Europe’s stock markets drifted yesterday as investors awaited the formation of a right-wing coalition government in Italy.
US stocks meanwhile inched a little higher, encouraged by President Donald Trump saying Washington could ease sanctions on Chinese telecoms equipment maker ZTE.
This soothed some investor nerves which had been rattled by fears of conflict over trade and new sanctions against Iran.
“Global trade uncertainty is festering but comments and developments pertaining to US and Chinese tensions are relatively positive,” said analysts at the Charles Schwab brokerage.
Across Europe, London’s FTSE 100 fell 0.2% to close at 7,710.98; Milan’s FTSE MIB was up 0.3% at 24,221, Frankfurt’s DAX 30 was down 0.2% at 12,977.71, while Paris’ CAC 40 closed flat at 5,540.68.

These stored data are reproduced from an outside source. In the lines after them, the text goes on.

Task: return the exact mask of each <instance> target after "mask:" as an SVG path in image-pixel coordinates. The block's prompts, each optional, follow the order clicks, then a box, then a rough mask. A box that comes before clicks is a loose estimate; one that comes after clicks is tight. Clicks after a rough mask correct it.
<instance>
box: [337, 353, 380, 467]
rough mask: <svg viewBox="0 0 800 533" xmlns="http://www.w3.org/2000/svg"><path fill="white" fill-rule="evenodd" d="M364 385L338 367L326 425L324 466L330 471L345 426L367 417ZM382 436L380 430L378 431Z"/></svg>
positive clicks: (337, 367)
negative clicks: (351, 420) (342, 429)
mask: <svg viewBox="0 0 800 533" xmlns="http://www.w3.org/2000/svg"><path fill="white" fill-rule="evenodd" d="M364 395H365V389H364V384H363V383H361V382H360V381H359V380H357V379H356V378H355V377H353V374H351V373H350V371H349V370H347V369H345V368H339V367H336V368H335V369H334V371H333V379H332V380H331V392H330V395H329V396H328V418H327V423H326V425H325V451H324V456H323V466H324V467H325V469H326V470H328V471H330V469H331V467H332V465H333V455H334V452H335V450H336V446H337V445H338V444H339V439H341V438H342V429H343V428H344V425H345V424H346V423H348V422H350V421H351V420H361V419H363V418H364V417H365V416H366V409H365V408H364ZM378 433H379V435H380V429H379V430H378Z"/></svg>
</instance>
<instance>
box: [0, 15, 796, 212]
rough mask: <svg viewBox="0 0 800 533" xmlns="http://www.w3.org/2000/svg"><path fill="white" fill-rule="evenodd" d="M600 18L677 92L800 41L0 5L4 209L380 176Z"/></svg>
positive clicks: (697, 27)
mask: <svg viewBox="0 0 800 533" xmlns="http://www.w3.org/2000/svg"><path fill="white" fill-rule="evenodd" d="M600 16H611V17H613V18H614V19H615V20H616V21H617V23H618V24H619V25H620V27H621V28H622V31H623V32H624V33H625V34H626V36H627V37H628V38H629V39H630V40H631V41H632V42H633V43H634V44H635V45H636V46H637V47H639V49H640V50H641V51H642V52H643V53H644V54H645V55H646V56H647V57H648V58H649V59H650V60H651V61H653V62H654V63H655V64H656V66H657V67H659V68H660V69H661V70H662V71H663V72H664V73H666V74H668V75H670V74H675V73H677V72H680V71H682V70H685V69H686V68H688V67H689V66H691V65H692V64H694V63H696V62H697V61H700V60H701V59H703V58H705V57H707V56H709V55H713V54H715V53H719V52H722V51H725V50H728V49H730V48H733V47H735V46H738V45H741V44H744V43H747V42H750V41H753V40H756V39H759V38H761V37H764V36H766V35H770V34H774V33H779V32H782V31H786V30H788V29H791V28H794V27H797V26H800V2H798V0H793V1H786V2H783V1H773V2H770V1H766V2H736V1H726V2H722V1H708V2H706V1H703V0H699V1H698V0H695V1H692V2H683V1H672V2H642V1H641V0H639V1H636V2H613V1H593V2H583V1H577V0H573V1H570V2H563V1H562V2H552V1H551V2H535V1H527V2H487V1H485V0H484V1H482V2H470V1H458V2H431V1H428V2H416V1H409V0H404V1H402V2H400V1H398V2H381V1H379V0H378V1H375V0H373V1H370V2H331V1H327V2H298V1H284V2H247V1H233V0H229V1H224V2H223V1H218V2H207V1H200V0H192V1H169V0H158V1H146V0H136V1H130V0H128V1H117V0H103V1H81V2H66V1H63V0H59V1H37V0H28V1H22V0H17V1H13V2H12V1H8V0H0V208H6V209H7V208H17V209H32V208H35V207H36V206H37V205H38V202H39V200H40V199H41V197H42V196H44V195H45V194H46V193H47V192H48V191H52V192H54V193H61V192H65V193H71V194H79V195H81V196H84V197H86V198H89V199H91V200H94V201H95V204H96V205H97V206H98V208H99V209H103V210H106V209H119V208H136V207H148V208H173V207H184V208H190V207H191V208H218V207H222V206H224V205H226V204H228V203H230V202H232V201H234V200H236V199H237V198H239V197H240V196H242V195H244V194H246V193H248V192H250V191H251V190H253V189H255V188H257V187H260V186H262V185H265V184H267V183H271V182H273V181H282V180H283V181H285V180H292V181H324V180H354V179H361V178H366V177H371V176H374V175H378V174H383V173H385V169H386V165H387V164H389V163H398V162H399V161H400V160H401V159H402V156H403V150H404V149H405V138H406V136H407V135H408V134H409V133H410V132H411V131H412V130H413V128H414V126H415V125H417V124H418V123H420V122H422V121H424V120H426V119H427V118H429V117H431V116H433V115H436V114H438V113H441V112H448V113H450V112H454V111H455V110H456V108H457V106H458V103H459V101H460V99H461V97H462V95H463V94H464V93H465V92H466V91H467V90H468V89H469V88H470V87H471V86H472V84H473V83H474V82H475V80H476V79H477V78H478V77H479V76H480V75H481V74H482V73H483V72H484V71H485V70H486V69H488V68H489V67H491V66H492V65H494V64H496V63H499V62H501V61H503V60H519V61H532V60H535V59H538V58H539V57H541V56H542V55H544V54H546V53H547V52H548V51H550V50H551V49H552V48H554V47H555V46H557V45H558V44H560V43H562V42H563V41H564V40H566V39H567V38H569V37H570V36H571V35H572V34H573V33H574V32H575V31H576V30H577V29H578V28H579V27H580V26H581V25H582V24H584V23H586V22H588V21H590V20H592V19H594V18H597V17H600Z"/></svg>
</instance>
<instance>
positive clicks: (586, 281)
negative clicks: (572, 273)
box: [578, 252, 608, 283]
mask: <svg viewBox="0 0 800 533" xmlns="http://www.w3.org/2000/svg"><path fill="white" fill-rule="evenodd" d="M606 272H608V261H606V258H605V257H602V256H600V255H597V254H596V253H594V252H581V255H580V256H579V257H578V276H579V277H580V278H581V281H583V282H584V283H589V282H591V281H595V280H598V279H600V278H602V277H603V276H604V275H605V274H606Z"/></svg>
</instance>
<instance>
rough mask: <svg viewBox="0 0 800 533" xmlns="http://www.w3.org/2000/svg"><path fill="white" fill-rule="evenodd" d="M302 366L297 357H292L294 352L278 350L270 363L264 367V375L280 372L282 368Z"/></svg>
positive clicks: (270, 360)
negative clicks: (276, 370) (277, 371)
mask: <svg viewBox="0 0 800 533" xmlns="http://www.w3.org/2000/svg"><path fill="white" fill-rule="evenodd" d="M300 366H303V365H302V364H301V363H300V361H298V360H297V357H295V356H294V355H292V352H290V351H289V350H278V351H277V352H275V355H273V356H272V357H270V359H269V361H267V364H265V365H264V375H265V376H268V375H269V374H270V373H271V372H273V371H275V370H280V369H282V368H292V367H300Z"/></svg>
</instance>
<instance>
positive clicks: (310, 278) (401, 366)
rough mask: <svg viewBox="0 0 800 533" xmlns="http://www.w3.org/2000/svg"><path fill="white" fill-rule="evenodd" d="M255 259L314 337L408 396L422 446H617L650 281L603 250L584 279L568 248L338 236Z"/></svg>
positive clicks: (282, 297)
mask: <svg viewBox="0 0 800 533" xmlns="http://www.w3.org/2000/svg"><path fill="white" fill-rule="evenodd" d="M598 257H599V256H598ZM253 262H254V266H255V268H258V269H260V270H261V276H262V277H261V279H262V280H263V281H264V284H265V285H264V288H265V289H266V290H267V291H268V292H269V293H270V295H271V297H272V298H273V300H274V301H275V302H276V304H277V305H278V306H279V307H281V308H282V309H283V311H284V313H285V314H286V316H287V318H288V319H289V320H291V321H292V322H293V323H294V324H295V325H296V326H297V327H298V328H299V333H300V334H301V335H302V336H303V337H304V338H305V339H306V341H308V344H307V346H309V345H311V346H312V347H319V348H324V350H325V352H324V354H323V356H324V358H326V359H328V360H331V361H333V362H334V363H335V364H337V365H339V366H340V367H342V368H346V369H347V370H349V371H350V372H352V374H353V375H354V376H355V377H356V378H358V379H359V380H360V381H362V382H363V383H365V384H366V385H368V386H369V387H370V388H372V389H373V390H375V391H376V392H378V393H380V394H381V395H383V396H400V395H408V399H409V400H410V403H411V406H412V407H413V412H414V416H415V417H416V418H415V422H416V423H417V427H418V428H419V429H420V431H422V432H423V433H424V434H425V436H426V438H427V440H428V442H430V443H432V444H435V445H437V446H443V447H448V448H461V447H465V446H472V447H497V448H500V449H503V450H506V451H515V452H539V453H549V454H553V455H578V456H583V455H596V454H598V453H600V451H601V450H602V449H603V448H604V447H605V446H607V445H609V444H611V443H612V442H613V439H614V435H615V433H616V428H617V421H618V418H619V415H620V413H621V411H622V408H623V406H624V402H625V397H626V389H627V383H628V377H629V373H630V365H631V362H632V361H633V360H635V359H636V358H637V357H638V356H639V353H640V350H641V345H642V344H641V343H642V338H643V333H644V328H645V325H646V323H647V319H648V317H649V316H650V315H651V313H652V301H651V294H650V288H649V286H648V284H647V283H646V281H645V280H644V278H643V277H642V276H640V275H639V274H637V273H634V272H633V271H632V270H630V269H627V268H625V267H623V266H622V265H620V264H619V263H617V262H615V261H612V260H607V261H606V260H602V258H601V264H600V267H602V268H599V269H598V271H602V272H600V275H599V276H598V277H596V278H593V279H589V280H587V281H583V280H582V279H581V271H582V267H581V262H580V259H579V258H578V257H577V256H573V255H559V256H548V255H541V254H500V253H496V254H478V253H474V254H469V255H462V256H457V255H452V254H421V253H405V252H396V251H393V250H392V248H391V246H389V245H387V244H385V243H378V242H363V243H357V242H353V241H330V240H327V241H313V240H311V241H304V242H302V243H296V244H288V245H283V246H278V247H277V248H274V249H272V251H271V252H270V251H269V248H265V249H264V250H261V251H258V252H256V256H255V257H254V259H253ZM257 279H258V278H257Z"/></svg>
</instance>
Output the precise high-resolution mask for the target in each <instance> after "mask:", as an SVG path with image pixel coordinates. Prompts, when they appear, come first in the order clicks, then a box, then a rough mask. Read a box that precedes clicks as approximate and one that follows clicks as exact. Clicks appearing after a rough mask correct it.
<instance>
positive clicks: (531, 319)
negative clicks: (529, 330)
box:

In Italy, a deeply eurosceptic far-right party and an anti-establishment group are set to unveil later yesterday a coalition government agreement and name a new prime minister, following two months of political deadlock.
The leaders of the anti-immigrant League party and the Five Star Movement will meet the Italian president to share details of a government programme for the eurozone’s third largest economy.
Investors will be keeping a close eye on US-China trade discussions, with President Xi Jinping’s top economics official and Vice Premier Liu He visiting Washington.
Hopes that the two sides can avert a trade war were boosted on Sunday when US President Donald Trump said he was working with Xi to prevent telecom giant ZTE from going out of business after it was hit by a US sales ban.
The US leader tweeted that he had asked officials to come up with a rescue plan, saying too many jobs were at risk, seeming to offer an olive branch.
“Global trade tensions remain in focus but comments and developments regarding the US and Chinese relations appear to be fostering some cautious optimism,” Charles Schwab analysts said in a note.